Monday, June 19, 2006
Title: Flow my Tears, The Policeman Said
Author: Philip K. Dick
Publisher: Gollancz
Jason Taverner is a six, one of a few people born of a secret genetic engineering program. This makes him especially charismatic and popular. As such he has become world famous – a singer and the host of a light entertainment show that gets ratings of 30 million every week. So why is it that waking up in a dingy little hotel, with no ID, no one knows who he is?
In an America become police state after a second civil war, students are detained in underground campuses, while dissenters and rebels are sent to Forced Labour Camps.
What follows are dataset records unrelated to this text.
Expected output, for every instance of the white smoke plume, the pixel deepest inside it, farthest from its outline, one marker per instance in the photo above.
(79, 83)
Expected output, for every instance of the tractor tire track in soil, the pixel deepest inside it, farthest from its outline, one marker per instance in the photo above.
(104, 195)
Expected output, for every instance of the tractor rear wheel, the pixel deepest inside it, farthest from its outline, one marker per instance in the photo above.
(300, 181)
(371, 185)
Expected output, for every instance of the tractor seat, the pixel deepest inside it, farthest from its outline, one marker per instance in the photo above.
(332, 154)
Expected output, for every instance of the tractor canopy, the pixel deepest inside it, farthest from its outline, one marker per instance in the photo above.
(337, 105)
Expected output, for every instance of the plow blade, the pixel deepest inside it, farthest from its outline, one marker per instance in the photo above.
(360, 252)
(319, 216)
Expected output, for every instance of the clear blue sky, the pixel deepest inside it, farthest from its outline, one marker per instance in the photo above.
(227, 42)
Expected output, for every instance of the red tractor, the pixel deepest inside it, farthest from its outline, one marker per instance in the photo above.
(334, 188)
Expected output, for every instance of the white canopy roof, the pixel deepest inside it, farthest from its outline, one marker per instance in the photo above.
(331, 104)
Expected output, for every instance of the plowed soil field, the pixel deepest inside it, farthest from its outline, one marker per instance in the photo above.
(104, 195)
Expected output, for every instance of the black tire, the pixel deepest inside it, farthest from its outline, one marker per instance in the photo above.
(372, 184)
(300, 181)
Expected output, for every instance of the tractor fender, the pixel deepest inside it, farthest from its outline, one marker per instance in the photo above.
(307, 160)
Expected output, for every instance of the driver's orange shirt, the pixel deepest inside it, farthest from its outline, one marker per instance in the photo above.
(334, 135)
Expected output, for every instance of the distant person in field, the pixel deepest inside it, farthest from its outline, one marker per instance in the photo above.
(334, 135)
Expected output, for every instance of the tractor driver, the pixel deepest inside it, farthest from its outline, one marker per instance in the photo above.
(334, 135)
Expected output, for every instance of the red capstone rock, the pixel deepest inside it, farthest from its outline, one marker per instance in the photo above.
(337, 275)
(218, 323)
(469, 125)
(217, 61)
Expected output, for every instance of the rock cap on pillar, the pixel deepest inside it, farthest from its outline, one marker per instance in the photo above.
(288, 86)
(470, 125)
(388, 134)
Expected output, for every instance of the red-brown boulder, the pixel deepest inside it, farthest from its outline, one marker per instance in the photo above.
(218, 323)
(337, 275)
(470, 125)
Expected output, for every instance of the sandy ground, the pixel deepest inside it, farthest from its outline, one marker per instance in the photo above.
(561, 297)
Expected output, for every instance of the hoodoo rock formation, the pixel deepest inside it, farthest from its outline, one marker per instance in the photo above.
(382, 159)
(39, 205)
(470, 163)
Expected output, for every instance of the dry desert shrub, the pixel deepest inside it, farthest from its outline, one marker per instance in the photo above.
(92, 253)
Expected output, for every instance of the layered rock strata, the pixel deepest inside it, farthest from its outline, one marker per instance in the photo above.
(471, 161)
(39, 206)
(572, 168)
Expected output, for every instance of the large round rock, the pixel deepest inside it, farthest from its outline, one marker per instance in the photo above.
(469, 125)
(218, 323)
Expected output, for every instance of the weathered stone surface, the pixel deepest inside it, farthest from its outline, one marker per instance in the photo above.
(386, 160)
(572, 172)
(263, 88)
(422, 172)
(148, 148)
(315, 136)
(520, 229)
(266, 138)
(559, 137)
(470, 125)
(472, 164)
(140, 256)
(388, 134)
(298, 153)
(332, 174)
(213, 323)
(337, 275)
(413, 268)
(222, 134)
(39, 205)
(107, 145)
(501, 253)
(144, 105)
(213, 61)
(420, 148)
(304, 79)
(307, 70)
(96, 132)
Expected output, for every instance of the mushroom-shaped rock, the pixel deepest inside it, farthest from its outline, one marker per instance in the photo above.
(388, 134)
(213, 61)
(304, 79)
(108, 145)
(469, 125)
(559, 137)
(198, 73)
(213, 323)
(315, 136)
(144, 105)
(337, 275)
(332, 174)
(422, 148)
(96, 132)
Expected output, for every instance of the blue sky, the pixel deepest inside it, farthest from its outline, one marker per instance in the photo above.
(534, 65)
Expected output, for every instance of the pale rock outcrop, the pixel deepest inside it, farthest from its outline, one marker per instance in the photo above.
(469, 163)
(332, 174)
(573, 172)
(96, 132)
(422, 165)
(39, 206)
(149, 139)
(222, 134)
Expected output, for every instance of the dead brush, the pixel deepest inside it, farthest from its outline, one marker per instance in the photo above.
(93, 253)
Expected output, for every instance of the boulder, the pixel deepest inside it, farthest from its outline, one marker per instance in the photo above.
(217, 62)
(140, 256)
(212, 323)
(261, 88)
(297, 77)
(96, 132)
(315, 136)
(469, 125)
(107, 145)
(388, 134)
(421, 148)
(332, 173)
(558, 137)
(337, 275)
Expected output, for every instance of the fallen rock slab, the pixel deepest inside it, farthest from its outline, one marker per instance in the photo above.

A man with no ID will not get far, so before Taverner can do anything else he needs some kind of ID. Unfortunately a trail of police informers bring him to the attention of a police general. But there genuinely is no record of Taverner – only something someone really important and powerful could achieve. So the general wants to know – who is Jason Taverner?
Flow My Tears is one of a handful of Philip K. Dick’s novels to be included in Gollancz SF Masterworks series, and one of perhaps a dozen of his novels I have in my “to read” pile which I am working through gradually. Every time I go for a while without reading one of his novels and then read one I am always taken aback. There is always something more to his writing than I expect, always a degree of not knowing where he is going to go with a novel. Sure, he has recurring themes – police states, paranoia, and drugs – all of which feature here. You can usually make some comparison to other works, Flow My Tears shares aspects with The Penultimate Truth and Now Wait For Last Year. Even so, he keeps taking me by surprise.